O Bloco de Esquerda refere, no mesmo comunicado, que conseguiu aprovar um máximo de 5% de alojamento local (AL) na cidade e a recuperação de casas de AL para habitação, bem como ficar inscrito na carta que não deve haver mais hotéis enquanto não existir um estudo de carga turística e ainda a garantia de casas para o Programa de Renda Acessível 100% Público com o uso do zonamento inclusivo. “O Bloco votou contra a proposta de alteração do PS, que fazia depender o zonamento inclusivo dos créditos de construção de Manuel Salgado”, explicam os bloquistas.

Os Cidadãos Por Lisboa, por seu turno, lamentam que as suas propostas – “apontar caminhos para promover a habitação, evitar o crescimento descontrolado de hotéis e AL e usar mecanismos no PDM para evitar o desvio de casas para usos turísticos” – não tenham sido tomadas em conta na versão final da CHM. “Moedas prefere outro rumo. Não luta contra os efeitos do turismo, não promove a função habitacional diante do desvio contínuo de casas para outros efeitos. Não identifica terrenos disponíveis, para lá dos municipais, nem aponta soluções para os devolutos. E fecha a cidade, ignorando os milhares que têm de sair para a área metropolitana e querem voltar”, criticam.

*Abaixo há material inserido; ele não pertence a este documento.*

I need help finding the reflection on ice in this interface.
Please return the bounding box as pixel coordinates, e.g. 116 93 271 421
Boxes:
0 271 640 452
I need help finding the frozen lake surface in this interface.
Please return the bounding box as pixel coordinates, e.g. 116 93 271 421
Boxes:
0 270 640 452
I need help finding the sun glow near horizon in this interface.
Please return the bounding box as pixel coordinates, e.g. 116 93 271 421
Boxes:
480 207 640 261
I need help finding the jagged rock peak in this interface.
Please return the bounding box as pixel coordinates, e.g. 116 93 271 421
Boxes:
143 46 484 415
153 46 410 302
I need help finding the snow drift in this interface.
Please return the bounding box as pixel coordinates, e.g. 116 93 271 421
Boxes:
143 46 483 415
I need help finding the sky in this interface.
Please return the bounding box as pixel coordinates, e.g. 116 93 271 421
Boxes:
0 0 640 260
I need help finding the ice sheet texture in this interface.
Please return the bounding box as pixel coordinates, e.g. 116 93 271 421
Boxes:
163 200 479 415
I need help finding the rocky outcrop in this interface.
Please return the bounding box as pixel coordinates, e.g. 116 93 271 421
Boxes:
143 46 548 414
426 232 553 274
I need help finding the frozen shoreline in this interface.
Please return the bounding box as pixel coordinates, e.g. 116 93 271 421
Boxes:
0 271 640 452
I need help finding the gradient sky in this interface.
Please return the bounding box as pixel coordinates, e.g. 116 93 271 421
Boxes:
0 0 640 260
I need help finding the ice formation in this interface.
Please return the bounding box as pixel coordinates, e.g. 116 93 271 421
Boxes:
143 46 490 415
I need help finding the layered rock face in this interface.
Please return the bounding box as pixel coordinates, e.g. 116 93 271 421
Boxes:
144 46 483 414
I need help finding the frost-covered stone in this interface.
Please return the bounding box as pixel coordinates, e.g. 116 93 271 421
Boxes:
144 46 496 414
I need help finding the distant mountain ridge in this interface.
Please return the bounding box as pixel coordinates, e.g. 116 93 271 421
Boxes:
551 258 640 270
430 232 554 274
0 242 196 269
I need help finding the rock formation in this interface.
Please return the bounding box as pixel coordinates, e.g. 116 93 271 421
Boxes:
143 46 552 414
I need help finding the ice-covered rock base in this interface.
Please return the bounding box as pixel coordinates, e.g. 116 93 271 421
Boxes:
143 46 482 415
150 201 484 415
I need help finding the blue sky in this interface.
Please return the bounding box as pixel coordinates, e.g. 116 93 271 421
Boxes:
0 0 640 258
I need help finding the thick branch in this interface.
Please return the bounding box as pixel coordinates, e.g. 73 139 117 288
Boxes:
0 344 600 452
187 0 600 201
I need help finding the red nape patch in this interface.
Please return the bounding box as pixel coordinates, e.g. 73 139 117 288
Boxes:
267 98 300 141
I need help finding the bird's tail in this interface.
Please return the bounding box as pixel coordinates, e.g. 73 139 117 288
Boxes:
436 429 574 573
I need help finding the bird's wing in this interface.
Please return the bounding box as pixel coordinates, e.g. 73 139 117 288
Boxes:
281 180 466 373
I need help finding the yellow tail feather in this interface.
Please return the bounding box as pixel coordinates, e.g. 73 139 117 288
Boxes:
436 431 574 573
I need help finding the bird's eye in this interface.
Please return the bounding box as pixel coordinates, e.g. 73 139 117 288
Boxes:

Já no que toca ao voto do Livre contra a Carta Municipal de Habitação proposta pelos Novos Tempos, ele surge em linha com anteriores votações do mesmo documento, uma vez que, segundo o partido, prevalecem as principais razões que o justificam: “a carta não responde à crise da habitação, não foi elaborada de forma verdadeiramente colaborativa, integrando, por exemplo, as sugestões do Conselho Municipal de Habitação, ou do colégio inteiro de vereadores (incluindo os que não têm pelouro) e as medidas apresentadas não incidem sobre os territórios da cidade que o diagnóstico da própria carta identifica como sendo aqueles em que a crise da habitação se acentua, devido a pressões”.

Nota: texto actualizado às 11h10 de 28 de Outubro, com a posição do partido Livre.